Millions of Newborns Get Routine ‘Heel Prick’ Blood Tests — Why Are States Keeping Those Samples Without Parents’ Consent?

Close to 4 million babies are born in the United States every year, and within their first 48 hours, nearly all are pricked in the heel so their blood can be tested for dozens of life-threatening genetic and metabolic problems.

The heel-stick test is considered such a crucial public health measure that states typically require it and parents aren’t asked for their permission before it’s done.

But the lab tests for newborn screenings generally don’t use all of the half-dozen or so drops of blood collected on filter paper cards.

So states hold on to the leftover “dried blood spots,” as they’re called, often without parents’ knowledge or consent.

In recent years, privacy-related concerns have grown about the sometimes decades-long storage and use of the material.

Some states allow the blood spots to be used in research studies, sometimes by third parties for a fee, or provided to law enforcement personnel investigating a crime.

Permitting these or other uses without parents’ informed consent that they understand and agree to the use has prompted lawsuits from parents who want to make those decisions themselves and who seek to protect their children’s medical and genetic information.

In May, Michigan officials reportedly agreed to destroy more than 3 million blood spots as a partial settlement in a lawsuit brought by parents who said they didn’t receive enough clear information to provide informed consent for the blood to be used in research the state might conduct.

The fate of millions of additional blood spots stored by the state will be determined at trial.

Philip L. Ellison, an attorney in Hemlock, Michigan, who is spearheading the suit, said he became aware of the issue when his son was born five years ago.

Ellison’s son, Patton, spent his first days in the neonatal intensive care unit after his blood sugar levels dropped precipitously after birth.

The next morning, Ellison said, he was approached by a hospital staffer who asked whether he wanted to sign a consent form allowing the blood from Patton’s heel-stick test to be donated for research.

The unexpected request set off alarm bells for Ellison.

“We don’t know what the future will bring in terms of information that can be extracted from our blood,” he said.

How the rules for using that blood might evolve over time, he said, is difficult to know.

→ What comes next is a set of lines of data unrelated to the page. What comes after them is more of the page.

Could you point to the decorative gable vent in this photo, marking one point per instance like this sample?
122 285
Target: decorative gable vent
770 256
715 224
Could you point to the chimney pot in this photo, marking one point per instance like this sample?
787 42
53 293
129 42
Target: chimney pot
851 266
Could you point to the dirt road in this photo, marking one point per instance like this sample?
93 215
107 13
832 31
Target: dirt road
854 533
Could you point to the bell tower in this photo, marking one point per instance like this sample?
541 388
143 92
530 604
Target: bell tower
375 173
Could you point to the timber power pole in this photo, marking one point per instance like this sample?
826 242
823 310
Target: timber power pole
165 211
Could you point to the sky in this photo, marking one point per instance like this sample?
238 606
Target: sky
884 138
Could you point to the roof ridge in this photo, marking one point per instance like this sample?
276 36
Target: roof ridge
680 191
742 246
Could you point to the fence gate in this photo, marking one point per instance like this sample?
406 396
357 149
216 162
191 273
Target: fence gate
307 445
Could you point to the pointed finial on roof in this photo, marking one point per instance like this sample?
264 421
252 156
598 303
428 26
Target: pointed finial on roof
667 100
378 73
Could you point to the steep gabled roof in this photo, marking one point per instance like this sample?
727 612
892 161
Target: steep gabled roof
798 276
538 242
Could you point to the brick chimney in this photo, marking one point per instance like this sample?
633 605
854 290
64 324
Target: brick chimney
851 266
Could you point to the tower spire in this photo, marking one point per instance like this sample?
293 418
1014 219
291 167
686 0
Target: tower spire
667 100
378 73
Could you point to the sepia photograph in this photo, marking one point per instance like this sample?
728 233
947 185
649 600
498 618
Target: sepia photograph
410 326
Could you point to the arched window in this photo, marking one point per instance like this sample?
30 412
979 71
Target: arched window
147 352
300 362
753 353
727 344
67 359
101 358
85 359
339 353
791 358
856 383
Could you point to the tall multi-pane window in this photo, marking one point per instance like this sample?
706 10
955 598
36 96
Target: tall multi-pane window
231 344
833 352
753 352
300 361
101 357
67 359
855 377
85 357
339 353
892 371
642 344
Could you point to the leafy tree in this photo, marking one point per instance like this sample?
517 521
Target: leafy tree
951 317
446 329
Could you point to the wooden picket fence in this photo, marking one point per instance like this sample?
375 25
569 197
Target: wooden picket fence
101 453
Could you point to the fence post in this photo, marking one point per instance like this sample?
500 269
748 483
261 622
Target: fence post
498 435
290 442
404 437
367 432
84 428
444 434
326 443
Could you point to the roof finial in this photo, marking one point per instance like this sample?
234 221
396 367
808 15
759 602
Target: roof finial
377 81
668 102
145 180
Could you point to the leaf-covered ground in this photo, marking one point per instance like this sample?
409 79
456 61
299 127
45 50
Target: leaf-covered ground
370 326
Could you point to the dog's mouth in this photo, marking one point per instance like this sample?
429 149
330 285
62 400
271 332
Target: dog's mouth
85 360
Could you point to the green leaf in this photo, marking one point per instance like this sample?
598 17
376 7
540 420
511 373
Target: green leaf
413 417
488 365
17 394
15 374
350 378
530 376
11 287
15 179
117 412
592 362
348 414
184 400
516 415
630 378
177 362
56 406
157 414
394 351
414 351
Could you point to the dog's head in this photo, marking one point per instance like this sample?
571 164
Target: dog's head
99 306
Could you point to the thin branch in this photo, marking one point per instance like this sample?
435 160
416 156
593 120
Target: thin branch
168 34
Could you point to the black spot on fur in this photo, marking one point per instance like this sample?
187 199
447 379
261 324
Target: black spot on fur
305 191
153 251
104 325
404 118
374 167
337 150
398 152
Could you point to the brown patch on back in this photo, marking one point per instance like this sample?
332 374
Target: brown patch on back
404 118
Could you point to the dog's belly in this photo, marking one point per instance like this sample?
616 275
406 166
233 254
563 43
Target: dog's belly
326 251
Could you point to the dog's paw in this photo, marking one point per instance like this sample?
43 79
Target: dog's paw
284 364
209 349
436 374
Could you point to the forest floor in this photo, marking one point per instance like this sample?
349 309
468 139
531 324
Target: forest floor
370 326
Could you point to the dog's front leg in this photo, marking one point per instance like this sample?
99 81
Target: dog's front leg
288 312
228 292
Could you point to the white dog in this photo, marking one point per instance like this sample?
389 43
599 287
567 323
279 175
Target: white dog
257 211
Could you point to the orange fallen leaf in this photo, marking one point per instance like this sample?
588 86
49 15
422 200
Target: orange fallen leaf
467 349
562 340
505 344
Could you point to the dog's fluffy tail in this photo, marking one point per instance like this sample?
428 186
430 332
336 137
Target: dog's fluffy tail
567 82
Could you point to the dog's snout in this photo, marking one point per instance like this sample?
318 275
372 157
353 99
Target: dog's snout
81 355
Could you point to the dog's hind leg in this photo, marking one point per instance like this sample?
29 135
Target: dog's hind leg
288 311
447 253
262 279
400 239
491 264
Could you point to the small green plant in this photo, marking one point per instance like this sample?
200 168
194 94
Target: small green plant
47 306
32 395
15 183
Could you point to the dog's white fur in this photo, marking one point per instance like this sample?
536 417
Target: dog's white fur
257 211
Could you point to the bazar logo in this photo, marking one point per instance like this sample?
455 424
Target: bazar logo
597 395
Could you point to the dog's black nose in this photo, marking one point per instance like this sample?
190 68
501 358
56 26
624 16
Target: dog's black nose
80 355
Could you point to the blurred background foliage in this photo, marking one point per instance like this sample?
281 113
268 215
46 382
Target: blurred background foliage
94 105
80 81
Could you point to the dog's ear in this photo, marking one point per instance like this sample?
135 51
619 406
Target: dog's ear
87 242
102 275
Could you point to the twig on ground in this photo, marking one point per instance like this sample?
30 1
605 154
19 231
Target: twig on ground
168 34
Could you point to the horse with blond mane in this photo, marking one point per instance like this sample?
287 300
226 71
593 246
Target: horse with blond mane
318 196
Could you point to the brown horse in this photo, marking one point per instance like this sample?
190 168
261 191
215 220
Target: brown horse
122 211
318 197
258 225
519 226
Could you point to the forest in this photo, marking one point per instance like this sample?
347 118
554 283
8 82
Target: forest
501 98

“A program that first starts out for one purpose, to test for disease, has now crept into medical research and then to law enforcement,” he said.

Michigan is the rare state that asks parents for permission to use leftover newborn blood spots in research.

Most do not, experts said.

The state screens newborns for more than 50 diseases, such as cystic fibrosis and congenital hypothyroidism, because identifying and treating such illnesses early in a child’s life are crucial.

Afterward, whatever is left over is stored for up to 100 years and, if parents agree to it, may be used in research approved by the Michigan Department of Health and Human Services.

Some recent studies have used de-identified blood spots to study the relationship between viral infection at birth and the development of autism later in life, as well as the impact of maternal exposure to manufactured chemicals known as PFAS on health outcomes.

Parents have also asked that their children’s blood spots be sent to researchers to help diagnose a disorder or to try to find a reason for a child’s death, said Chelsea Wuth, a spokesperson for the Michigan Department of Health and Human Services.

Michigan parents can request that the state destroy the leftover blood spots if they don’t want the state to hold on to them.

Since the 1960s, states have screened newborn blood for conditions that can lead to devastating physical or mental disabilities or death if they are not diagnosed and treated.

The federal government recommends that roughly three dozen screening tests be performed, but some states conduct many more.

Every year, an estimated 13,000 infants with serious medical conditions are identified through newborn screening programs, according to data published by the federal Centers for Disease Control and Prevention.